WATCH: Kentucky bill requires men to get wife’s permission before buying erectile dysfunction drugs
Men in Kentucky hoping to revive their love life with a few pills of Viagra may soon have to get permission before they do. But not from their doctor, from their wife.
A Kentucky state lawmaker has put forward a bill that would force men who use erectile dysfunction medication to get a note from their wives and consult a doctor at least twice.
“This is about family values,” Rep.
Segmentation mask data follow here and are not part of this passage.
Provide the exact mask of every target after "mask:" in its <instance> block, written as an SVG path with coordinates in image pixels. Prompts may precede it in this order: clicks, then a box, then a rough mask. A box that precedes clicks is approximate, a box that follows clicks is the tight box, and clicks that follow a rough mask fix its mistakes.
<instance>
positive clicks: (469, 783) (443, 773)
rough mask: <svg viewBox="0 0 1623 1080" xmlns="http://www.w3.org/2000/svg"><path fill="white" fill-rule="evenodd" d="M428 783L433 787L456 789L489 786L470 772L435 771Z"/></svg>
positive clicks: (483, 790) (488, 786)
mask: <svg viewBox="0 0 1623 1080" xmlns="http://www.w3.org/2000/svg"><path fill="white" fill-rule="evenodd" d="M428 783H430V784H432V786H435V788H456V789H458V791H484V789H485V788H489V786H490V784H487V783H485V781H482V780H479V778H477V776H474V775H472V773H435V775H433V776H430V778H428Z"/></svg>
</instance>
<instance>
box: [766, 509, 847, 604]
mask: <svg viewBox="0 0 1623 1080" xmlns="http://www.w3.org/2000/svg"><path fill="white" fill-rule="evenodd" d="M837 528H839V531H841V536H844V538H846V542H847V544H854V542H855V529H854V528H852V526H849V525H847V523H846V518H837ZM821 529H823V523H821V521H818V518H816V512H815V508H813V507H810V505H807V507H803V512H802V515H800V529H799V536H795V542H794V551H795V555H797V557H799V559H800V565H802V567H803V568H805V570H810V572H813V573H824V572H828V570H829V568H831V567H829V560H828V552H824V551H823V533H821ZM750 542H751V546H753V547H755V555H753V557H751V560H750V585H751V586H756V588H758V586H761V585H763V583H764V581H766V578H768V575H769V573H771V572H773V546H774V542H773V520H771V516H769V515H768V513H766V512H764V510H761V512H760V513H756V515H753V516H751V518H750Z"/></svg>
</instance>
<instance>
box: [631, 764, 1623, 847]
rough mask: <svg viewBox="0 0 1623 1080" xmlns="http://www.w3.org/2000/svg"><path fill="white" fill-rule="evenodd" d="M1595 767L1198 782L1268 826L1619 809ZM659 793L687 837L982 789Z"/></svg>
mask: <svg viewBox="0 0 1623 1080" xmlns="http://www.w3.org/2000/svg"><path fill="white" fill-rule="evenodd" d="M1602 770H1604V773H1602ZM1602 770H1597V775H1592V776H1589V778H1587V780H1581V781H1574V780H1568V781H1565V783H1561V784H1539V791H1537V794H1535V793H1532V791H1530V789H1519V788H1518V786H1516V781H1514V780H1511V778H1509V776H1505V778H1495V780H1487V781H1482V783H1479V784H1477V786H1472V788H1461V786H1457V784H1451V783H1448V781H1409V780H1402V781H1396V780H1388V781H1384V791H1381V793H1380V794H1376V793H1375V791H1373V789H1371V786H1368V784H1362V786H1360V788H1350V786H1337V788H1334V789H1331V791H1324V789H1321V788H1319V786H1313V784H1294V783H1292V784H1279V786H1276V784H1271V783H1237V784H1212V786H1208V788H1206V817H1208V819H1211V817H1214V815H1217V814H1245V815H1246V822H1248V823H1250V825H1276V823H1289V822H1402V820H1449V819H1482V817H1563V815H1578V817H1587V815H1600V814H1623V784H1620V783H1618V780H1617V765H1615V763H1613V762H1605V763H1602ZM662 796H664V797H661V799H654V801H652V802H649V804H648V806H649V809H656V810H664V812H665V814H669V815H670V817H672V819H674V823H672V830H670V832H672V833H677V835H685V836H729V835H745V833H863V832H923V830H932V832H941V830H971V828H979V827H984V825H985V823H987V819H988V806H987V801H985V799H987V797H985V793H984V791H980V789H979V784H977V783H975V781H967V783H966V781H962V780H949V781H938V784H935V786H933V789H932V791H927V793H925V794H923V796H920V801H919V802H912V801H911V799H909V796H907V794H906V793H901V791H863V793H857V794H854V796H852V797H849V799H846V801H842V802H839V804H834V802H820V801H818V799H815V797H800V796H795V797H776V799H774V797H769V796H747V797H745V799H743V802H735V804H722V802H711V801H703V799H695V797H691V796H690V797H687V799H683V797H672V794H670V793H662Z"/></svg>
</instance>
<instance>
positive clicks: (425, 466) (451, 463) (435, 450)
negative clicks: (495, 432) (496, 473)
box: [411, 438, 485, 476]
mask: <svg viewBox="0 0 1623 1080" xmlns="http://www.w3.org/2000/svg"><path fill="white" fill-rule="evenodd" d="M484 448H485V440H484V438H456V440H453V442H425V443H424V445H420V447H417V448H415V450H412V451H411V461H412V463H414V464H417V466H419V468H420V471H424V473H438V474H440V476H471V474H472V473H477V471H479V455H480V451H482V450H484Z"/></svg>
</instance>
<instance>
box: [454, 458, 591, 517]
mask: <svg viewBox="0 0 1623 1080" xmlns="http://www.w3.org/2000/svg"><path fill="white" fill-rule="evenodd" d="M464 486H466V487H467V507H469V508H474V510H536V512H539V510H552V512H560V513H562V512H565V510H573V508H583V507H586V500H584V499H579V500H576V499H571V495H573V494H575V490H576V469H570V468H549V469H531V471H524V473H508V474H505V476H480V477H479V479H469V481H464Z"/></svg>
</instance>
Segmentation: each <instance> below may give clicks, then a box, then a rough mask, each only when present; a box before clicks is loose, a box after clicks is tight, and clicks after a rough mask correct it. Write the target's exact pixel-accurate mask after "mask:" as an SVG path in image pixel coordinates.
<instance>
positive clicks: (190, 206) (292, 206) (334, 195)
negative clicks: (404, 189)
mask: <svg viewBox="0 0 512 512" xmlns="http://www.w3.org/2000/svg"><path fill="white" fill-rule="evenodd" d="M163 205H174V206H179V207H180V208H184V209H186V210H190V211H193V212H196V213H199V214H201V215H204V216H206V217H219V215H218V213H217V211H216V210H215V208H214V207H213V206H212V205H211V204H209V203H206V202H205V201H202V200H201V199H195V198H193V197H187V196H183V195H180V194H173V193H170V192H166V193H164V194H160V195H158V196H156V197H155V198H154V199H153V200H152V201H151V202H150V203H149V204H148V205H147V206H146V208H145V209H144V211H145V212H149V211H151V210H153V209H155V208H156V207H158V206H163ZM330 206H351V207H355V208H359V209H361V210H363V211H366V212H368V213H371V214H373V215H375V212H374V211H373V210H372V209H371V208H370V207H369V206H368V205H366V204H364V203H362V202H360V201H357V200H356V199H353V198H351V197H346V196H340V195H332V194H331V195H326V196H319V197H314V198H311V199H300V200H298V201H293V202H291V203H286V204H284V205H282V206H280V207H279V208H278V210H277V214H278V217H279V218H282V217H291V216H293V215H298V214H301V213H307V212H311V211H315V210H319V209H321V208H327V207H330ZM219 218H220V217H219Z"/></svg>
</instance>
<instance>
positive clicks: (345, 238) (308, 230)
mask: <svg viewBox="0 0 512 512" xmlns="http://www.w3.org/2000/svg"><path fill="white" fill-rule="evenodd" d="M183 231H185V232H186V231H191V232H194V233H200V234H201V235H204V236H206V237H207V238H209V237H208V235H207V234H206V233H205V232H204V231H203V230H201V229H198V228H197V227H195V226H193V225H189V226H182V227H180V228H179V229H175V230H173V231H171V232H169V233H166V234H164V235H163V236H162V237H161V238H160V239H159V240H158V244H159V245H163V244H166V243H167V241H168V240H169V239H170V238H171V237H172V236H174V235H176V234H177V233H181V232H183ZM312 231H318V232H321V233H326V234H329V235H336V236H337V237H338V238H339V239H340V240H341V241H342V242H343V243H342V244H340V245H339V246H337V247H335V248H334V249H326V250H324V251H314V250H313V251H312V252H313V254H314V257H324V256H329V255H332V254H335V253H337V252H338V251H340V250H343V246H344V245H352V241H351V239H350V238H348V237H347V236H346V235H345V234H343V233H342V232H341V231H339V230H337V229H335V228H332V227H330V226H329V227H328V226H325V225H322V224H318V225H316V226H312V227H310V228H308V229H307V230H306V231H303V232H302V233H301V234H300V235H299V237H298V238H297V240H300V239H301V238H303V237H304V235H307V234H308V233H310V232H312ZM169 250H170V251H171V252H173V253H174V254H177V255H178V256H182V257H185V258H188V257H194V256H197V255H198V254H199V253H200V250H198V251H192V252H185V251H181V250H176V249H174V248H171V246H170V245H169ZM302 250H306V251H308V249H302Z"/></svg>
Mary Lou Marzian told The Courier-Journal newspaper.
Bill 396, introduced on Feb. 11, would also require a man to swear “he will only use the prescription when having sexual relations with his current spouse.”
But the bill is not merely an attempt to restrict mens’ access to ED drugs. She admitted the proposal is more symbolic as it comes a week after state governor Matt Bevin signed a new law requiring women to consult with a doctor at least 24 hours before seeking an abortion.
She told local television station WDRB that, like the recent abortion-related bill, hers was to “have government insert itself into the personal, private decisions of men – since we have already inserted it into our personal , private decisions of women.”
“Maybe it will wake some people up in this state to say, ‘Hey, wait a minute, where are they going with seven abortion pills?’” she added.
She also told The Courier-Journal she plans on introducing another tongue-in-cheek bill requiring people looking to buy a gun to consult with victims of gun violence ahead of any purchase.